Time itself is ultimately the biggest factor in how most users achieve high reputation.

There are some factors unique to the early days of the site that helped contribute to the reps of very early members of the site:

  1. The kinds of acceptable questions changed. 4-5 years ago, questions like Using Git and Dropbox together effectively? were accepted and common. Many of these posts garnered large numbers of votes, and still do earn rep for the author.
  2. Canonical questions did not exist.
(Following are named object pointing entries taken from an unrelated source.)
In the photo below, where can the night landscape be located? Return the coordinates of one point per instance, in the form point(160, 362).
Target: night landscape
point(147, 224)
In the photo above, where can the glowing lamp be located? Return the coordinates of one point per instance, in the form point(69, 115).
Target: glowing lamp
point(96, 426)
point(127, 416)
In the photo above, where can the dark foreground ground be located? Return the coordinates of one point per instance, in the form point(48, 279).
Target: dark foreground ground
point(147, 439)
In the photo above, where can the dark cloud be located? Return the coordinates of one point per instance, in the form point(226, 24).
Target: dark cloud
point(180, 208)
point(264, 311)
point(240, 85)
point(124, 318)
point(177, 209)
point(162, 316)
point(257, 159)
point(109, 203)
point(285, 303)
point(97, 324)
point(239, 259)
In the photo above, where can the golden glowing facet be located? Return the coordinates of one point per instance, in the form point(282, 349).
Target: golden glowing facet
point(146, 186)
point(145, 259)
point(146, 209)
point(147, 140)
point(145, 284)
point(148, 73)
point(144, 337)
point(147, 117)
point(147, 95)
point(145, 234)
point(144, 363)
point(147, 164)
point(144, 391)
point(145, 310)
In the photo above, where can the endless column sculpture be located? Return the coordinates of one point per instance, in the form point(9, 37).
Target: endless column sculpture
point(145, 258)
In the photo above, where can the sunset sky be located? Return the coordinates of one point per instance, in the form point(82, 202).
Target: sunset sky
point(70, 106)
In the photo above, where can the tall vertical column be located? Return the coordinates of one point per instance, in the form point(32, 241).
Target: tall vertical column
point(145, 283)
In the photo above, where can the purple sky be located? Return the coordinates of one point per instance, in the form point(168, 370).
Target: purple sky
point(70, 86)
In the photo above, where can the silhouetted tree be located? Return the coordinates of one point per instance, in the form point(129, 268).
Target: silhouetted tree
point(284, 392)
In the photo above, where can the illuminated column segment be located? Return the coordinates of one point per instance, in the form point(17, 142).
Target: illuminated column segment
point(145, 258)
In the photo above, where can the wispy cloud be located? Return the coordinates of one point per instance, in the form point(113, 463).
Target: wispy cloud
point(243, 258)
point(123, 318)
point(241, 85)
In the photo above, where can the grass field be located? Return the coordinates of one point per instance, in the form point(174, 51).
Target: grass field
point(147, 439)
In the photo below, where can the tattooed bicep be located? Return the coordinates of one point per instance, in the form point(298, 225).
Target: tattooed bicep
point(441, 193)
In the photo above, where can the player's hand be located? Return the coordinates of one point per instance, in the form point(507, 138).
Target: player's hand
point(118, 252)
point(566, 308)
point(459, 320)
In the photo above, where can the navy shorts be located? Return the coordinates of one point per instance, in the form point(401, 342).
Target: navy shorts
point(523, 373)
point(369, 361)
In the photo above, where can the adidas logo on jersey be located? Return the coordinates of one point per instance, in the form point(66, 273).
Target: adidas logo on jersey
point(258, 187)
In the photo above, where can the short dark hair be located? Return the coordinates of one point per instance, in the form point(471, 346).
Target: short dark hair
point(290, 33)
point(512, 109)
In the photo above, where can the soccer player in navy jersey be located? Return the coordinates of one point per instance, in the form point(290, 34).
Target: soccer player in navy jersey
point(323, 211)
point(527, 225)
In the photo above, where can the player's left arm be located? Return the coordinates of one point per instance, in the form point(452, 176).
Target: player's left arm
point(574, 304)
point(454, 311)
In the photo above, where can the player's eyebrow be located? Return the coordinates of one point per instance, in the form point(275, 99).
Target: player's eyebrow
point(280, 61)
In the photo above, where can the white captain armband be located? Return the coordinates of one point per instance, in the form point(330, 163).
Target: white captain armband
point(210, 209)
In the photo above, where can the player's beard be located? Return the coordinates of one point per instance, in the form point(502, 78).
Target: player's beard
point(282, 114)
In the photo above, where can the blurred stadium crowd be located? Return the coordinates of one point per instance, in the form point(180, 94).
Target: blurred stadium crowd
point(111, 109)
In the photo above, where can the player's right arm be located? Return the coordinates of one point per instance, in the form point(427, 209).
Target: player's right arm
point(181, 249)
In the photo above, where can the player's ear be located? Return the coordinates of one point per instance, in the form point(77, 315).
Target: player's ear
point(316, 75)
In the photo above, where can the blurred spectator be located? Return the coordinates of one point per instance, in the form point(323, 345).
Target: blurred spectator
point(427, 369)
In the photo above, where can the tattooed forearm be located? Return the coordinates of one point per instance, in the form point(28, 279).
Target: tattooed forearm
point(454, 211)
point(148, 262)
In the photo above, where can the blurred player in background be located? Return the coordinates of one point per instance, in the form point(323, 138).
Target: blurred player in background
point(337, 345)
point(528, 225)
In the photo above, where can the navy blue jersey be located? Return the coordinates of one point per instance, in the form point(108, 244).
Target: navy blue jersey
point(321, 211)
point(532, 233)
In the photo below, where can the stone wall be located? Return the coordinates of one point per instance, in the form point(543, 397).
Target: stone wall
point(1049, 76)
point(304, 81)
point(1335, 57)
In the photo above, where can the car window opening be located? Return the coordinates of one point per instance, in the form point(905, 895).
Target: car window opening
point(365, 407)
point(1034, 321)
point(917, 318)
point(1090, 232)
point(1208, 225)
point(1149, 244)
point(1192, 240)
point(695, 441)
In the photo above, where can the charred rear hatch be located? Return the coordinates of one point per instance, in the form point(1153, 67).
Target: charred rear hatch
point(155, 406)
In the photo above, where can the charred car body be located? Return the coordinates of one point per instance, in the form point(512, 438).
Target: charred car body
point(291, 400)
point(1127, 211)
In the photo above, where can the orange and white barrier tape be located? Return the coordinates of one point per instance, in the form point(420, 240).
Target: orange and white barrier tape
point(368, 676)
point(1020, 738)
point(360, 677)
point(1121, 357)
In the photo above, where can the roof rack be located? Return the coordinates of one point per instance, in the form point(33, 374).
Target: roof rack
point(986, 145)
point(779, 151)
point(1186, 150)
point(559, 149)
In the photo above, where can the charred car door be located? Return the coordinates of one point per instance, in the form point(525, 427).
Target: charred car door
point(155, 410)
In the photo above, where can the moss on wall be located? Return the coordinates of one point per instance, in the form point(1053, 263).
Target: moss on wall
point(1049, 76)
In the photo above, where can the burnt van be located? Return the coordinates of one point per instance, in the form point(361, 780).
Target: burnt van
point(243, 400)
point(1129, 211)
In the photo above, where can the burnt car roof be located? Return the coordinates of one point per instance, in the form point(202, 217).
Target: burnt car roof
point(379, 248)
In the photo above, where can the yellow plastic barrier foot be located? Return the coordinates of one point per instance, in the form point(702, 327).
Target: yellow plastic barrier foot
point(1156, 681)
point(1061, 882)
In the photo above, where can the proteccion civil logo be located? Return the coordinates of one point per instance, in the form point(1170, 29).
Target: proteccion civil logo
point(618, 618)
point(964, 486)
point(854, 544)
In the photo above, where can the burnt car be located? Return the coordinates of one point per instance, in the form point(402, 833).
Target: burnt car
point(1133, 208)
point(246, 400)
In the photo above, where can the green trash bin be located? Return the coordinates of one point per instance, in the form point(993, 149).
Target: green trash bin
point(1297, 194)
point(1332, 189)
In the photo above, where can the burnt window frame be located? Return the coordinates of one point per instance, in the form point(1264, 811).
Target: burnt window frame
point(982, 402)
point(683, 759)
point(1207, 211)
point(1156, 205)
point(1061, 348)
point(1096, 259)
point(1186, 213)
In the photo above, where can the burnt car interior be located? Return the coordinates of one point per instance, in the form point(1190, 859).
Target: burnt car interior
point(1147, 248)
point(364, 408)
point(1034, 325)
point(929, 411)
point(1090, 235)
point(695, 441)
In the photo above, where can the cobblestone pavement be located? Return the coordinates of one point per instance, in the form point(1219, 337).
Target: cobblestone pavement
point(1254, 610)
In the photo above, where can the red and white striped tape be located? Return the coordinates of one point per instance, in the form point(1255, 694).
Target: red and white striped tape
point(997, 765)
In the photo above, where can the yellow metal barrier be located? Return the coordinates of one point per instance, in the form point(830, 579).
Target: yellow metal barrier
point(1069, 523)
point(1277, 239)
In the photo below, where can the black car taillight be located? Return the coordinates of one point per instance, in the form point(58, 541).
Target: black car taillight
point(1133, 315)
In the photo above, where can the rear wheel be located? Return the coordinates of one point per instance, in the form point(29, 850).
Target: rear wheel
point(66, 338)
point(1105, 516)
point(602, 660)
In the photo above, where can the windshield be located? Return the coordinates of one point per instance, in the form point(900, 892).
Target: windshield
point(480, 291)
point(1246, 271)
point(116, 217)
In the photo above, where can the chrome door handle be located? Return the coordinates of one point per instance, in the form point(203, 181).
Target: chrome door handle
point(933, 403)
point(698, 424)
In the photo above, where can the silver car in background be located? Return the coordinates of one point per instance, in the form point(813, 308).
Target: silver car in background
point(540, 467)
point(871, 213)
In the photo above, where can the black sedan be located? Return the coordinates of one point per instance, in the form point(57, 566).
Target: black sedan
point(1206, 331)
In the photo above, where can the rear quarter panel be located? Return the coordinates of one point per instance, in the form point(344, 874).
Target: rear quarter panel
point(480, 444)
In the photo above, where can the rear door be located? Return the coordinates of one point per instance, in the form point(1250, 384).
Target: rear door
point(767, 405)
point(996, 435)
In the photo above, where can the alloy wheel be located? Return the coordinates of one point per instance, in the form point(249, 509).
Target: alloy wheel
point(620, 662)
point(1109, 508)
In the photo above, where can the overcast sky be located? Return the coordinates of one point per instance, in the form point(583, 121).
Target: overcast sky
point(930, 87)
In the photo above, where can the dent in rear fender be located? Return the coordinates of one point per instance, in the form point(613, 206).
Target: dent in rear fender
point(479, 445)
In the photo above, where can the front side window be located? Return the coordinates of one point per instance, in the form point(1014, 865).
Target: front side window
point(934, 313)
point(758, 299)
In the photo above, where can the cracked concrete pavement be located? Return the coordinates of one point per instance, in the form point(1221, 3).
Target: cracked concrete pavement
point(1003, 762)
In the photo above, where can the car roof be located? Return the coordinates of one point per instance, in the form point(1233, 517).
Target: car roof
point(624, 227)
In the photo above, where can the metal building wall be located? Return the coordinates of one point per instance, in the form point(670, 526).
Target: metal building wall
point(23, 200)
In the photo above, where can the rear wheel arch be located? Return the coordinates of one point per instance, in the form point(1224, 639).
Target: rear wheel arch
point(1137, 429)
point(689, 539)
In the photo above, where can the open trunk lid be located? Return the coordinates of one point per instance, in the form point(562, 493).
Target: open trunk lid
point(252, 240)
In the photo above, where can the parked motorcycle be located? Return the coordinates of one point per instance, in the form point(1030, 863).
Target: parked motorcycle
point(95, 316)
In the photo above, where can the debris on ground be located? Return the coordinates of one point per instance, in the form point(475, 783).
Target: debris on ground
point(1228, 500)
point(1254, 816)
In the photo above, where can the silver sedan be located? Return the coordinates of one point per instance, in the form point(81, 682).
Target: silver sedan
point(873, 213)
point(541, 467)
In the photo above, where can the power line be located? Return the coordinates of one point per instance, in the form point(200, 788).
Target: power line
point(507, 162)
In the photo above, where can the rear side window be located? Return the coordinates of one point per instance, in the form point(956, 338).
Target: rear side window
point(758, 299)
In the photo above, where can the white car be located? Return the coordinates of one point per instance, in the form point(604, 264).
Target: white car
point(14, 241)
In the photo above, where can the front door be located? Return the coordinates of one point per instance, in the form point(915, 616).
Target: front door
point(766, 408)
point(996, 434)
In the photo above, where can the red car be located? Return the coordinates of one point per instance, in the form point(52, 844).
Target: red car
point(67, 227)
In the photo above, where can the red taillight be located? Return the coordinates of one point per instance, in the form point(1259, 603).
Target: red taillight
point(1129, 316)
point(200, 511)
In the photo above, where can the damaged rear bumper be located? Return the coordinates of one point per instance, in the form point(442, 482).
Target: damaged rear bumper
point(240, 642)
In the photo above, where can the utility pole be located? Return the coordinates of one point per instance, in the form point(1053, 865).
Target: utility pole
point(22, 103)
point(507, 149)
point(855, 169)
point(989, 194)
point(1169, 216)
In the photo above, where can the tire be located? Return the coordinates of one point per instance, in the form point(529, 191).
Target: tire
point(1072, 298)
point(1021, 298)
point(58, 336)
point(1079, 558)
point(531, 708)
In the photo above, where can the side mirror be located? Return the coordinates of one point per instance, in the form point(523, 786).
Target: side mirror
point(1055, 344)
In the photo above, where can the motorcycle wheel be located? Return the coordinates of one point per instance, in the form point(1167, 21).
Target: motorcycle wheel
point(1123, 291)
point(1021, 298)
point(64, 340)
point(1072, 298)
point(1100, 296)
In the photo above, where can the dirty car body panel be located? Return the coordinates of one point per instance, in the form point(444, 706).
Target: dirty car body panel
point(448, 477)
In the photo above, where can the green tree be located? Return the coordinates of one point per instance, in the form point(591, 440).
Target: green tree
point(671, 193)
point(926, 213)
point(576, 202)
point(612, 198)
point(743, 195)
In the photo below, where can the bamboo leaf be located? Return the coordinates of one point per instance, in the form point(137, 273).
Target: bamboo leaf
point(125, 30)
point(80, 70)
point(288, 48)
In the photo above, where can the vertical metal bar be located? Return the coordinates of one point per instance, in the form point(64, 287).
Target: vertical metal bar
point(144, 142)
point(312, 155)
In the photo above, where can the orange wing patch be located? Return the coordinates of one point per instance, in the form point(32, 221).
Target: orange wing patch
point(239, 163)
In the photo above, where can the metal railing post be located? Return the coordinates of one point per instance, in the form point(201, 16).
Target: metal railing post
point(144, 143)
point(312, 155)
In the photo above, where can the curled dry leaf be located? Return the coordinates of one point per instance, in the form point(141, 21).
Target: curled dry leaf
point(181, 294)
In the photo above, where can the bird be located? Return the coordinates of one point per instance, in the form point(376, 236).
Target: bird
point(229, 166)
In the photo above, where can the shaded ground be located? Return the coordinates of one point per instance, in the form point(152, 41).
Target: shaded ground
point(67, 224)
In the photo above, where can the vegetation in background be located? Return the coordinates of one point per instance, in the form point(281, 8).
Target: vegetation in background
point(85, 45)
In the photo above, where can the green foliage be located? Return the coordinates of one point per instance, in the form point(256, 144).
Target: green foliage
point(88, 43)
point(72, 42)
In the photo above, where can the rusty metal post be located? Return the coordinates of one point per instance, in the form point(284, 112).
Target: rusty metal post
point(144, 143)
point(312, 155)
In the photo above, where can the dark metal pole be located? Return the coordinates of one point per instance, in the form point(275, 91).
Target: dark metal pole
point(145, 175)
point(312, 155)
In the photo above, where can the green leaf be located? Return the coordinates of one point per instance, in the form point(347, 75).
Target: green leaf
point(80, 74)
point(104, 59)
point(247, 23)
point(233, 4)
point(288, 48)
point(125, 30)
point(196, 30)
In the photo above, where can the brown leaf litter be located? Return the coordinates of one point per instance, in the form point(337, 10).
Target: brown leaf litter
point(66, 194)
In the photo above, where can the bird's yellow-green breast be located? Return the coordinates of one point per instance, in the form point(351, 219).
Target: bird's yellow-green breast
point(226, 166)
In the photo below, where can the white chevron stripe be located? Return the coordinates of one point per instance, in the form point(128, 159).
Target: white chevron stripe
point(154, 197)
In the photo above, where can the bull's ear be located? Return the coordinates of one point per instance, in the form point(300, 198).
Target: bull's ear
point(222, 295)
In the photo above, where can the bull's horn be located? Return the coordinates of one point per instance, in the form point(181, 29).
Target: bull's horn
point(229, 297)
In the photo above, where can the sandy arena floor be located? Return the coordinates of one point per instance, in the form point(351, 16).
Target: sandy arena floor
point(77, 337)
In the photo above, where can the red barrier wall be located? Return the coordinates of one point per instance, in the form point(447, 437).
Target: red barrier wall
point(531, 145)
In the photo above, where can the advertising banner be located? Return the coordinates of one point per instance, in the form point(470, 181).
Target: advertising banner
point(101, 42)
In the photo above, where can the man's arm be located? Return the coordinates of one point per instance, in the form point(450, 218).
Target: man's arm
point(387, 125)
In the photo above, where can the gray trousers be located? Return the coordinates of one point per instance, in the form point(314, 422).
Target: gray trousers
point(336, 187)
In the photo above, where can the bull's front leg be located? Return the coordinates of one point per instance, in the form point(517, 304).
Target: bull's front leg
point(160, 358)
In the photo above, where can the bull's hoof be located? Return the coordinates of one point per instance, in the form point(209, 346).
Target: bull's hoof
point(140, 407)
In the beginning there were no duplicate questions because most of the common questions had not been asked yet.
  3. There were fewer questions coming in, so good quality questions (or questions with good quality answers) remained in the spotlight for longer than they do now, so they received more views and consequently, both the questions and associated answers received more votes.

But beyond the above points, there are some more general factors that will influence anyone and everyone regardless of when they joined the site.

  1. The 20K users, especially the ones you see on a daily basis, are less than 0.01% of the entire community, so they are the cream of the crop, at least in terms of their participation in Stack Overflow, and are very active on the site. While it is not a prerequisite for achieving high rep, many are experts in their particular fields.
  2. Virtually all of the users you are seeing with very high rep have been on the site for years with thousands, if not 10's of thousands, of questions & answers to their name, many of which still earn rep for the author. It's been stated many times that Jon Skeet can probably take 2 or 3 weeks off and still hit the rep cap almost every day simply because he has so many good answers that feed his reputation on a regular basis.
  3. And thanks to S List, popularity of the tag is a big factor in getting rep. As I suggested above, views are directly proportional to votes, so if you are active in less popular tags, you won't get as many views and consequently won't get as many votes.

And it is still possible to get a lot of rep quickly. I can't find the reference, but Shog9 pointed out a specific SO user who has hit the 6K rep mark in 6 months, so that that rate, he'll be in the 20K range well before his 2nd year.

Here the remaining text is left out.